The government's $700-billion bailout plan probably comes too late to help such faltering lenders as FirstFed Financial Corp. of Los Angeles and Downey Financial Corp. of Newport Beach, which stuffed their investment portfolios with multibillion-dollar helpings of now-troubled mortgages, analysts said Sunday.
But the plan contains a provision that could assist large and highly diversified banks that take over troubled institutions so the government doesn't have to deal with them.
That would include JPMorgan Chase & Co., which last week bought Washington Mutual Bank, the nation's largest savings and loan, immediately after regulators shut it down, a Treasury Department spokeswoman said.
The government isn't inclined to provide major help to lenders that wounded themselves by becoming overly concentrated on originating and investing in mortgages as their main business line, said one person who worked on the bailout plan and spoke on condition of anonymity because of confidentiality agreements.
The bailout is instead aimed mainly at reestablishing a market for complex bonds linked to mortgages, so that huge banks and Wall Street firms can unload them and start making other loans again.
"All mortgage-backed securities are difficult to sell in the current market," said Guy Cecala, editor of Inside Mortgage Finance.
Of the $6.9 trillion in these securities outstanding, bonds that are not from government-linked entities such as the Federal Housing Administration, Veterans Administration, Fannie Mae or Freddie Mac are "where the most relief is needed," he said.
There are about $2 trillion of these so-called non-agency securities, of which about $1.5 trillion currently have virtually no buyers because they are backed by subprime loans to the least creditworthy borrowers or Alt-A mortgages. The Alt-A category includes the "liar loans" that didn't require borrowers to verify their earnings or assets.

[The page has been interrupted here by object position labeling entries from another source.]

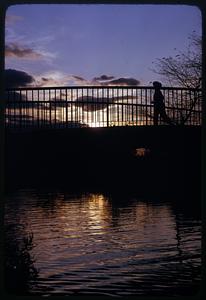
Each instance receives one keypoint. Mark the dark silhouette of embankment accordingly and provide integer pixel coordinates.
(104, 158)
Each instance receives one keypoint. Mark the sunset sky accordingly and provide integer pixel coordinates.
(77, 44)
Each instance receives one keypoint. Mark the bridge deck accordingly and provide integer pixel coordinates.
(92, 106)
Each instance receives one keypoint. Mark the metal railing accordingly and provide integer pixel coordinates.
(92, 106)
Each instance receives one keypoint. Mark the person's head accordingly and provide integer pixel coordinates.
(157, 84)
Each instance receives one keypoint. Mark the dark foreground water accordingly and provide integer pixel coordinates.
(101, 243)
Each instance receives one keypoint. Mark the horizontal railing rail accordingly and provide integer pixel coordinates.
(98, 106)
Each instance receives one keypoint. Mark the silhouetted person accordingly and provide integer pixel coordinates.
(159, 105)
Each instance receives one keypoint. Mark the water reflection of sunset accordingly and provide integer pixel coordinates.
(90, 240)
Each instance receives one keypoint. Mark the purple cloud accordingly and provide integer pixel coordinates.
(124, 81)
(103, 78)
(17, 51)
(16, 78)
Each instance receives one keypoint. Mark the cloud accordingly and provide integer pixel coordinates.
(79, 78)
(10, 19)
(17, 51)
(16, 78)
(103, 78)
(124, 82)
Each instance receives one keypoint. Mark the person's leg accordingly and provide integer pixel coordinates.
(156, 114)
(165, 117)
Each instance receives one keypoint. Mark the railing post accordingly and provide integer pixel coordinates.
(107, 110)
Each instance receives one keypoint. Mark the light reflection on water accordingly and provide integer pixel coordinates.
(93, 243)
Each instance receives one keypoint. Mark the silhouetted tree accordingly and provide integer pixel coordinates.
(184, 69)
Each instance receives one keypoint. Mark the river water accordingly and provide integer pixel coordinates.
(102, 243)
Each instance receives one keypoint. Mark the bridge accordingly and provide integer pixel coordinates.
(89, 136)
(98, 106)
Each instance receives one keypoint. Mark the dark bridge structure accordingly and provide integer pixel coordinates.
(98, 138)
(98, 106)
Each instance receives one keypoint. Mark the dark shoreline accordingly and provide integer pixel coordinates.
(103, 158)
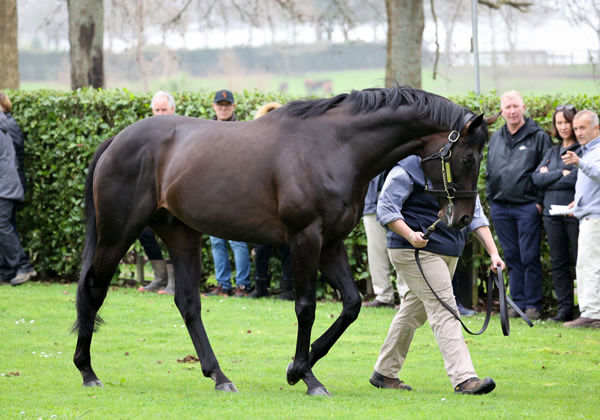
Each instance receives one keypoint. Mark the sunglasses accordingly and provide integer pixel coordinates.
(565, 108)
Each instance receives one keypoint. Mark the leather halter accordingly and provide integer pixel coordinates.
(450, 190)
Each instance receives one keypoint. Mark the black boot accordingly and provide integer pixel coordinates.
(260, 288)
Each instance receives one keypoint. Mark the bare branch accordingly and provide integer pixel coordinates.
(437, 43)
(521, 6)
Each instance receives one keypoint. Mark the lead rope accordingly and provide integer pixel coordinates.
(496, 278)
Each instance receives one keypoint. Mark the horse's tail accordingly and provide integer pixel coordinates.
(87, 316)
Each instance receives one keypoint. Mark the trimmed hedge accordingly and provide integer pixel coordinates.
(63, 129)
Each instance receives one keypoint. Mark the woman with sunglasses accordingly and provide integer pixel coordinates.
(557, 181)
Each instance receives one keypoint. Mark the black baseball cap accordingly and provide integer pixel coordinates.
(224, 95)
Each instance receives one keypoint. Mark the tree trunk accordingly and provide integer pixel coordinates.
(406, 22)
(9, 50)
(86, 32)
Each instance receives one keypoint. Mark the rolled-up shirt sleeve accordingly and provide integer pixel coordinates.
(397, 188)
(479, 218)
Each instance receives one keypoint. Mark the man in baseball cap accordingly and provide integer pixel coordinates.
(224, 105)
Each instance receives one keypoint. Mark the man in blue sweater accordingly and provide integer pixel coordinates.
(587, 210)
(407, 210)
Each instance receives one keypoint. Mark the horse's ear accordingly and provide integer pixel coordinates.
(474, 123)
(491, 120)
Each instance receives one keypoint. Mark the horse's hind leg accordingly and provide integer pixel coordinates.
(184, 249)
(334, 266)
(305, 247)
(91, 293)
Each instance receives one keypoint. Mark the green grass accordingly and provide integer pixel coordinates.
(450, 81)
(542, 372)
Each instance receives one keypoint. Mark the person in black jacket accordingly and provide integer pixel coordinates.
(14, 264)
(514, 153)
(557, 180)
(16, 135)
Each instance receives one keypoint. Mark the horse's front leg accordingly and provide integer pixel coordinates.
(186, 264)
(305, 250)
(335, 268)
(183, 244)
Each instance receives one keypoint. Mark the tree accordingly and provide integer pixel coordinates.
(86, 32)
(406, 22)
(8, 45)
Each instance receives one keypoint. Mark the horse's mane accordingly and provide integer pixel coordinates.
(432, 107)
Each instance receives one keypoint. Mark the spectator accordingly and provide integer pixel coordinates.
(262, 253)
(377, 256)
(557, 181)
(514, 153)
(164, 283)
(587, 210)
(224, 107)
(14, 264)
(162, 103)
(403, 207)
(15, 133)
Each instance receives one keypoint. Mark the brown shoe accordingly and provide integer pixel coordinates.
(380, 381)
(241, 291)
(217, 291)
(475, 386)
(583, 322)
(377, 304)
(533, 313)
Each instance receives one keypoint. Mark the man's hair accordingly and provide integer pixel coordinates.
(5, 103)
(591, 116)
(162, 93)
(512, 94)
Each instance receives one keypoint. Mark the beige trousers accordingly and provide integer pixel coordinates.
(379, 262)
(419, 305)
(588, 268)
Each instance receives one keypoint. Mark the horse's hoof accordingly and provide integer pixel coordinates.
(319, 391)
(95, 382)
(226, 386)
(291, 380)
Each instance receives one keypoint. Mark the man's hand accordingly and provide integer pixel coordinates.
(570, 158)
(416, 239)
(497, 262)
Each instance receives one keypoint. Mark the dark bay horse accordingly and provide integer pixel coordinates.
(296, 176)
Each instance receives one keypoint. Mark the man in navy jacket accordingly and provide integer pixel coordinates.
(515, 152)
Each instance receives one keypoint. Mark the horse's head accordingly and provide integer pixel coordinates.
(451, 163)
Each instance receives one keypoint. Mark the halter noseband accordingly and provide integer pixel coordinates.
(450, 190)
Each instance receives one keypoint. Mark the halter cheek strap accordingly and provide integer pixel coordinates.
(450, 190)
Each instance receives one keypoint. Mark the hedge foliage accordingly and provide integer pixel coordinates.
(63, 129)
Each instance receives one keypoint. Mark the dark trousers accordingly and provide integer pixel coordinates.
(519, 229)
(150, 245)
(262, 255)
(562, 233)
(13, 259)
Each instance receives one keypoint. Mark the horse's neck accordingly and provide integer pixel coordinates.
(381, 141)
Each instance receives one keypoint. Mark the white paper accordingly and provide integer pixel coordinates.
(556, 210)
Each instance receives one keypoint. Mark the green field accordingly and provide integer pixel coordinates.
(542, 372)
(452, 81)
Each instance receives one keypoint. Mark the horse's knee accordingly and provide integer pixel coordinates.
(305, 311)
(351, 309)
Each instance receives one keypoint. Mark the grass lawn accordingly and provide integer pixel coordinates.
(542, 372)
(449, 82)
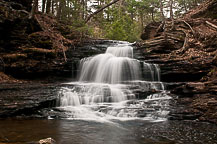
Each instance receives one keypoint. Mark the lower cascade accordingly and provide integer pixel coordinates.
(114, 85)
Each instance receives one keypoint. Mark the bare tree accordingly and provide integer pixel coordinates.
(43, 5)
(48, 6)
(161, 10)
(34, 9)
(99, 10)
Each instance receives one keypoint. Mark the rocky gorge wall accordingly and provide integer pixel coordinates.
(186, 50)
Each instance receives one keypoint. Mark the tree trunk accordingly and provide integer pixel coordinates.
(52, 7)
(34, 8)
(43, 5)
(59, 10)
(162, 11)
(171, 9)
(48, 6)
(185, 6)
(99, 10)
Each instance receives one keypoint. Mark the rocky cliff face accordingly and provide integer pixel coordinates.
(186, 51)
(37, 47)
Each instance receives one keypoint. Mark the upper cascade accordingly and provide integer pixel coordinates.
(114, 66)
(121, 51)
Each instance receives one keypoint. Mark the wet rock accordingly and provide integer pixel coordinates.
(26, 99)
(47, 141)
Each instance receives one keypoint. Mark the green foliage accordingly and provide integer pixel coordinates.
(123, 20)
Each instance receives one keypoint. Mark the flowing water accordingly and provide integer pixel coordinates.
(114, 85)
(117, 99)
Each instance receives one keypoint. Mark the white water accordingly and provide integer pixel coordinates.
(114, 85)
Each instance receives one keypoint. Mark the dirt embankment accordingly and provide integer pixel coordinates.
(186, 50)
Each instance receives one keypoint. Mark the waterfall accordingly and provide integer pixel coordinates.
(112, 83)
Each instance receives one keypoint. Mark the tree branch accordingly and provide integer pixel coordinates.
(99, 10)
(211, 24)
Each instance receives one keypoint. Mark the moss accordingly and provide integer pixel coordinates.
(40, 40)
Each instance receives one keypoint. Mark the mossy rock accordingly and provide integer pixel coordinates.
(36, 53)
(39, 40)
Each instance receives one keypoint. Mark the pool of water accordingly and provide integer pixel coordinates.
(113, 132)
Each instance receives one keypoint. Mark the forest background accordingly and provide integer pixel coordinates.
(112, 19)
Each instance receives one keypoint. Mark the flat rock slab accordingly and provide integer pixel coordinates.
(26, 99)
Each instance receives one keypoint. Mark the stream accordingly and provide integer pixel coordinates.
(116, 99)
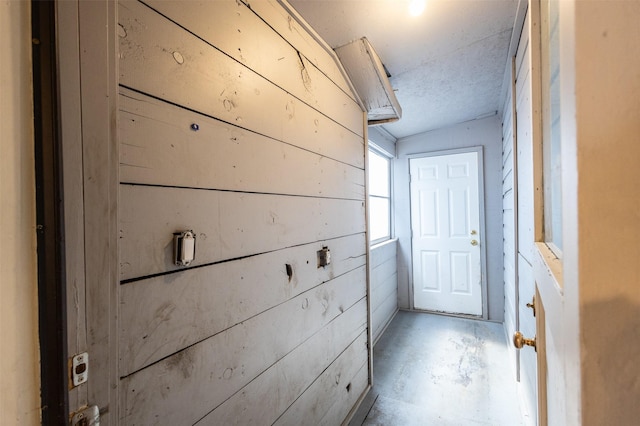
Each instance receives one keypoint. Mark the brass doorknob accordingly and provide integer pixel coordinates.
(520, 341)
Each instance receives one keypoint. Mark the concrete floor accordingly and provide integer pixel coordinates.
(439, 370)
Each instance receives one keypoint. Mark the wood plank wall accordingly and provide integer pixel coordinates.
(235, 123)
(384, 286)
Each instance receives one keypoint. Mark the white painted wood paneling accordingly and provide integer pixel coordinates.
(158, 147)
(305, 42)
(384, 286)
(228, 225)
(337, 382)
(264, 51)
(253, 140)
(191, 73)
(526, 218)
(205, 375)
(154, 327)
(253, 405)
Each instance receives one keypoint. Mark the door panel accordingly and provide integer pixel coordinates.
(445, 214)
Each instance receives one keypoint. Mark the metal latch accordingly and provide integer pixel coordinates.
(79, 369)
(88, 416)
(324, 257)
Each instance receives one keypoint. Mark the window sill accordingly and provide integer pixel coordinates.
(553, 265)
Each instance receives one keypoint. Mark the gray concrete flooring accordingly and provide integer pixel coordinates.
(440, 370)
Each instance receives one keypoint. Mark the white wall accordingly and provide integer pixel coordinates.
(253, 331)
(19, 363)
(486, 133)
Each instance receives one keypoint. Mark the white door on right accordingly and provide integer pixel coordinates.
(446, 243)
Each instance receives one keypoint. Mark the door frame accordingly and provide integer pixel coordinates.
(482, 231)
(88, 96)
(49, 217)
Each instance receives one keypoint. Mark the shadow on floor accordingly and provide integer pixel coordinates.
(440, 370)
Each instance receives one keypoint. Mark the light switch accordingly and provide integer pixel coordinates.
(184, 247)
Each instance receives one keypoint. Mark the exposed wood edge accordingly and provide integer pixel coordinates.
(70, 122)
(357, 405)
(386, 325)
(304, 24)
(516, 32)
(383, 243)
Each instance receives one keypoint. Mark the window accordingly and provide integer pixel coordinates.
(379, 197)
(551, 153)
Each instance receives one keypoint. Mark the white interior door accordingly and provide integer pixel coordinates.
(445, 222)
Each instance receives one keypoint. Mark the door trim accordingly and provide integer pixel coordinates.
(483, 251)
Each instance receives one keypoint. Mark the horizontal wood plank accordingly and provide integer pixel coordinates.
(381, 317)
(382, 252)
(287, 26)
(382, 273)
(239, 32)
(293, 375)
(228, 225)
(340, 383)
(154, 323)
(204, 375)
(158, 147)
(388, 288)
(190, 73)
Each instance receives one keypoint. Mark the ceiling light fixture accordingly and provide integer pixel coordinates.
(416, 7)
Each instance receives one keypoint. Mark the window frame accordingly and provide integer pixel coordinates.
(373, 149)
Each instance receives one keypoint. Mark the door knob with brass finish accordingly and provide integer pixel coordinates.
(520, 341)
(532, 305)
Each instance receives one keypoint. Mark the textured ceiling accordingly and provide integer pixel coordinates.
(447, 65)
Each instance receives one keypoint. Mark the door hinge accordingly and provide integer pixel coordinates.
(87, 416)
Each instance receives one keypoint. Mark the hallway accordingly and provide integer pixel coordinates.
(440, 370)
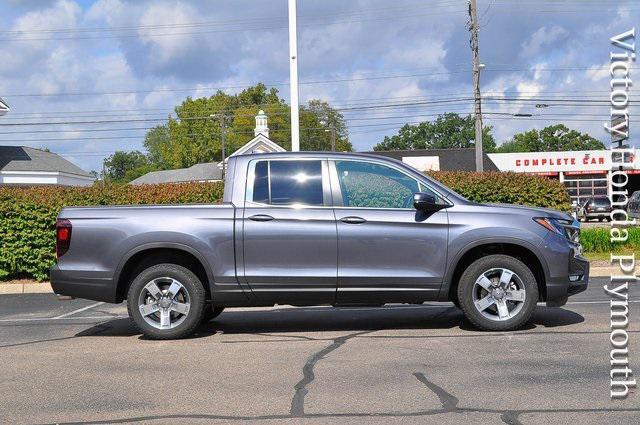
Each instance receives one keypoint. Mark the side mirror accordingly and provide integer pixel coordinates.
(426, 202)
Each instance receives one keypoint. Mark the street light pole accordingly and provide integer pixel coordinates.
(222, 140)
(293, 77)
(473, 27)
(333, 138)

The government presumably would target these for purchase, Cecala said.
But the government was not immediately making clear what would be purchased and at what price, said Jennifer Zuccarelli, a spokeswoman for U.S. Treasury Secretary Henry M. Paulson.
FirstFed Financial and Downey Financial are not big holders of these mortgage-backed securities. They are the parents of First Federal Bank of California and Downey Savings -- S&Ls that specialized in a kind of mortgage that got lenders in hot water when home prices plummeted.